To help everyone quickly get started with the full-process automated evaluation capabilities of the YiJian-Community, we sampled a tiny number of low-risk questions from some open-source datasets (namely Salad-Data, jade-db, BeaverTails, UltraSafety, cvalues_rlhf, HarmfulQ, Safety-Prompts, do-not-answer, toxic-chat) and sent each question to ten open-source large models (namely GOAT-AI/GOAT-7B-Community, microsoft/Orca-2-7b, stabilityai/StableBeluga-7B, migtissera/SynthIA-7B-v1.3, PygmalionAI/pygmalion-2-7b, Local-Novel-LLM-project/Ninja-v1-NSFW-128k, KoboldAI/OPT-13B-Nerybus-Mix, microsoft/Orca-2-13b, stabilityai/StableBeluga-13B, facebook/opt-13b) to get responses, which then formed the evaluation data samples samples_50_zh.jsonl. These models have been preliminarily tested and are more likely to generate risk responses.
The open sourced large models we used to obtain risk responses have insufficient basic capabilities, and sometimes may generate responses that are incoherent or repetitive.
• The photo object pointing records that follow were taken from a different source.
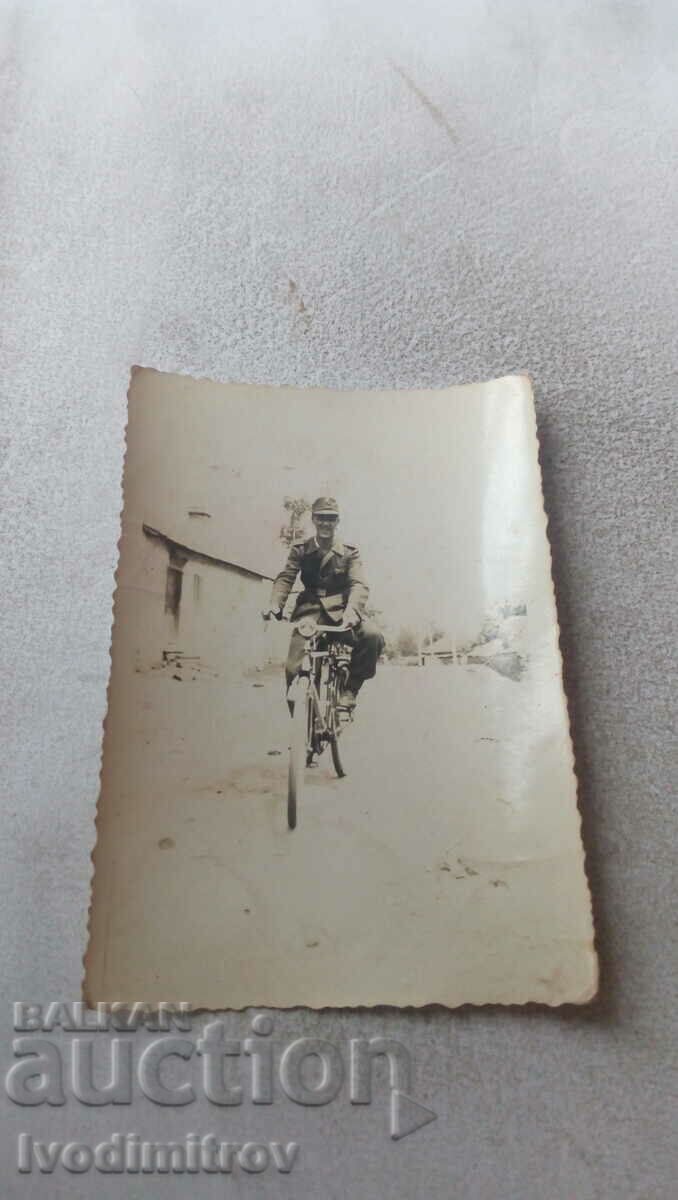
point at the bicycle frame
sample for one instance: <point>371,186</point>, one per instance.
<point>309,677</point>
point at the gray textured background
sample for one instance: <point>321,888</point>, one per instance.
<point>455,191</point>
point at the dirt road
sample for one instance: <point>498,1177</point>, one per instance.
<point>407,877</point>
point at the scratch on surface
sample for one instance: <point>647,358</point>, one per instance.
<point>300,310</point>
<point>431,108</point>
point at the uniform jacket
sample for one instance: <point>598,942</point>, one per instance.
<point>331,580</point>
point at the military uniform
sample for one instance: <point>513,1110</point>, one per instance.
<point>333,581</point>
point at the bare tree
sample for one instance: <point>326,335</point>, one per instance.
<point>295,509</point>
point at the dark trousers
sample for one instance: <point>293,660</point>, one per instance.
<point>366,649</point>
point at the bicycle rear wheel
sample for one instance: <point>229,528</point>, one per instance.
<point>297,754</point>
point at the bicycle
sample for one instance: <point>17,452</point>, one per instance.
<point>317,718</point>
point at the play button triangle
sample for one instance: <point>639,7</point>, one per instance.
<point>408,1115</point>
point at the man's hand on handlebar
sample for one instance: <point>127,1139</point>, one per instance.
<point>351,618</point>
<point>271,612</point>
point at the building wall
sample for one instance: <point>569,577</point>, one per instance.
<point>216,619</point>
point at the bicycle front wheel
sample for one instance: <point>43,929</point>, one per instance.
<point>298,747</point>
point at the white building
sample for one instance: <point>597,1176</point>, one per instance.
<point>179,601</point>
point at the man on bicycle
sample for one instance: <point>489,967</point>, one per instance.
<point>334,592</point>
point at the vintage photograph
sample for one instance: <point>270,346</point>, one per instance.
<point>336,762</point>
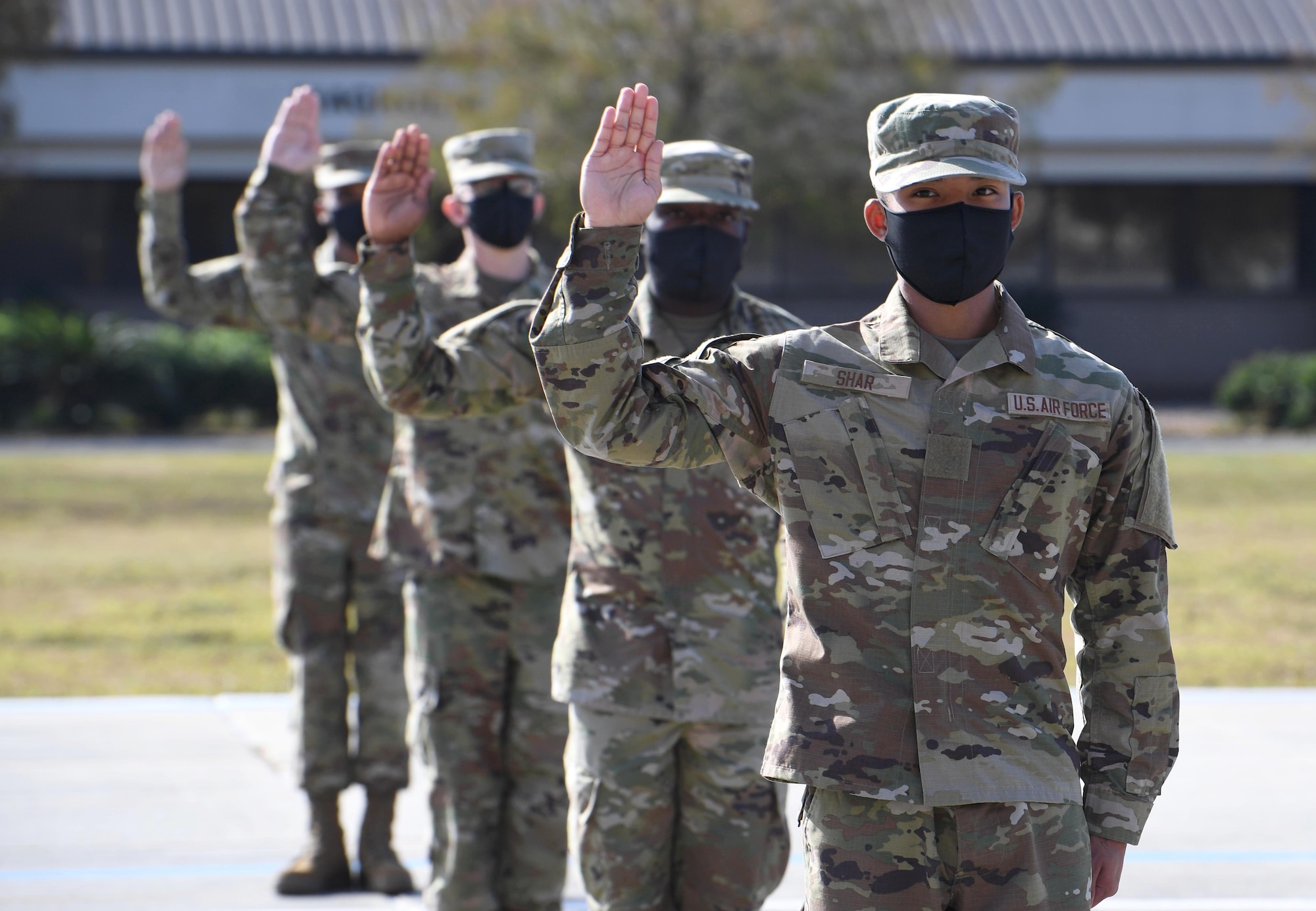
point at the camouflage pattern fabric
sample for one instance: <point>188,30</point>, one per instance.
<point>492,739</point>
<point>480,496</point>
<point>331,463</point>
<point>864,855</point>
<point>722,843</point>
<point>936,514</point>
<point>930,136</point>
<point>320,565</point>
<point>671,608</point>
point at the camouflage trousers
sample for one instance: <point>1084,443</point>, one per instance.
<point>492,738</point>
<point>888,856</point>
<point>320,572</point>
<point>673,814</point>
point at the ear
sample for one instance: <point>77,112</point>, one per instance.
<point>876,218</point>
<point>456,211</point>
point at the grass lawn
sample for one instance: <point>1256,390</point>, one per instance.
<point>149,573</point>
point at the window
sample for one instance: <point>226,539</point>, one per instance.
<point>1114,236</point>
<point>1246,238</point>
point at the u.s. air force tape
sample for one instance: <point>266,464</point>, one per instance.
<point>1044,406</point>
<point>828,376</point>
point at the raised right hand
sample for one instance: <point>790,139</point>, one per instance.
<point>620,177</point>
<point>164,160</point>
<point>398,193</point>
<point>293,142</point>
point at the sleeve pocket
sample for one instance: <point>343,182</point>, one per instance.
<point>846,479</point>
<point>1046,510</point>
<point>1156,734</point>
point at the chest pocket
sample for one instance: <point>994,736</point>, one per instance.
<point>1047,509</point>
<point>846,479</point>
The format of each evaluation data sample is as follows:
{
"prompt_text": "risky quesion",
"source": "the source of the risky quesion",
"references": [
{
"text": "the response generated by response_model for prompt_text",
"response_model": "the name of the model that generates text",
"label": "Whether text is risky, 1 means yes and 0 means no "
},
{
"text": "",
"response_model": "",
"label": ""
},
···
]
}
The references field is mainly used for automated evaluation methods based on similarity. If other evaluation schemes are used, it can be omitted.
A large amount of safety evaluation data (such as SafetyPrompts.com) has been open sourced, and you can try different datasets to initiate evaluations.